Protocol (as reported)

  • Intervention/exposure: hydration (vs placebo).
  • Dose/time/duration cues in abstract/title: 20 min • 400 m.
  • Outcomes: Time to exhaustion, Performance in heat, Cramp risk.
  • Replication note: abstracts often omit adherence and timing; confirm details before changing training or supplementation.

Fit

Who it helps, and who should skip it

Who it helps

  • Athletes similar to the study population (trained athletes) working on hydration.
  • Athletes who can measure Time to exhaustion, Performance in heat, Cramp risk with a repeatable workout or time-trial effort.

Who should skip

  • If you have symptoms or conditions that make the intervention risky, get professional guidance.
  • If you’re near race day and can’t safely test, defer the experiment.

Methods

What the study actually did

  • Design: randomized trial (placebo-controlled).
  • Population: trained athletes.
  • Comparator: placebo.
  • Outcomes measured: Time to exhaustion, Performance in heat, Cramp risk.
  • Protocol cues mentioned: 20 min • 400 m.
  • Source: PubMed PMID 38999735 (2024) — Nutrients.

Results excerpt

What the abstract reports

Athletes experienced similar levels of metabolic perturbations during the three 400 m races, with improved lactate clearance 20 min after the third race compared to the first two (p < 0.05).

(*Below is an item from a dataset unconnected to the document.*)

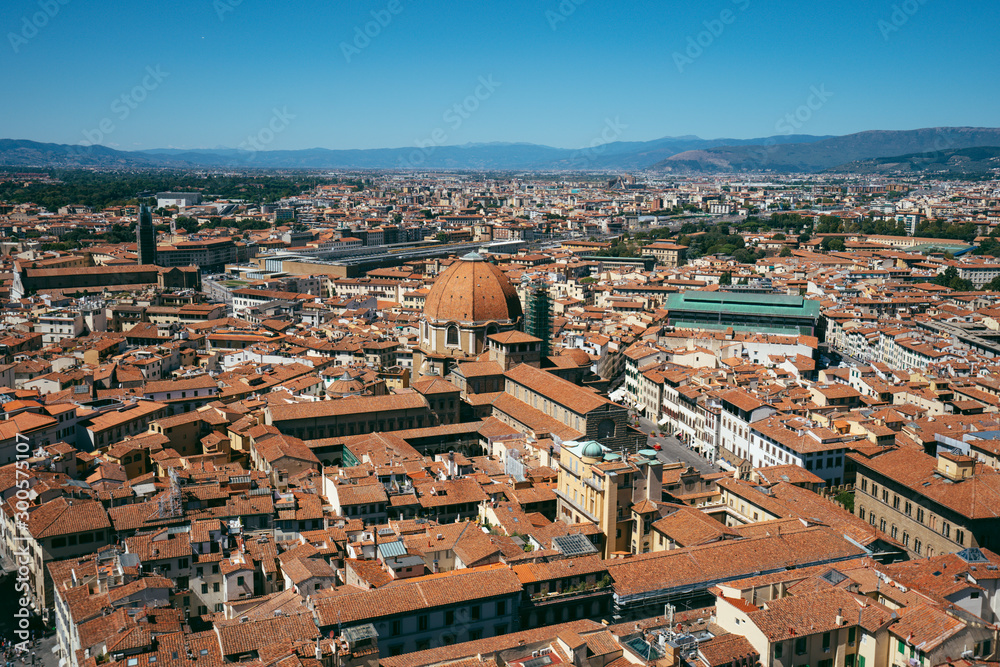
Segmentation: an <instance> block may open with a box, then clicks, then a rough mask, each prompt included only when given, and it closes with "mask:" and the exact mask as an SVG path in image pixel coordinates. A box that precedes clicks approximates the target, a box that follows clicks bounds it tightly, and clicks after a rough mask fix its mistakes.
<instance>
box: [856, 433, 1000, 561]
mask: <svg viewBox="0 0 1000 667" xmlns="http://www.w3.org/2000/svg"><path fill="white" fill-rule="evenodd" d="M847 457H848V459H849V460H850V461H851V462H852V463H853V464H854V466H855V468H856V470H857V473H856V474H857V480H856V482H855V489H856V494H855V500H854V512H855V514H857V515H858V517H859V518H861V519H864V520H866V521H868V522H869V523H870V524H871V525H873V526H877V527H878V528H879V529H880V530H881V531H882V532H884V533H888V534H889V535H890V536H891V537H893V538H894V539H896V540H898V541H899V542H900V543H902V545H903V546H904V547H905V548H906V550H907V552H908V553H909V554H910V556H911V557H914V558H923V557H933V556H936V555H939V554H946V553H952V552H955V551H961V550H962V549H966V548H970V547H985V548H996V547H997V546H1000V473H998V472H997V471H996V470H994V469H993V468H990V467H988V466H985V465H983V464H981V463H976V462H975V461H974V460H973V459H971V458H969V457H967V456H961V455H958V454H951V453H944V452H943V453H940V454H938V456H937V458H936V459H935V458H934V457H932V456H928V455H927V454H924V453H923V452H922V451H919V450H917V449H912V448H905V447H898V448H895V447H894V448H889V449H882V450H879V451H875V452H870V453H861V452H851V453H849V454H847Z"/></svg>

Note: excerpts are short; for full context, read the paper.

Limits

Limitations & bias

  • Abstract-only summaries can miss critical details (population, protocol, adherence, and context).
  • Single studies often don’t generalize to your event, history, and training load; treat results as a starting point.
  • If your context differs (elite vs recreational; cycling vs running), adjust expectations and be conservative.
  • This is performance information, not medical advice.

Coaching beta

Get a plan that adapts to your life.

Join the 26weeks.ai TestFlight beta for adaptive coaching, recovery-aware adjustments, and race-week reminders.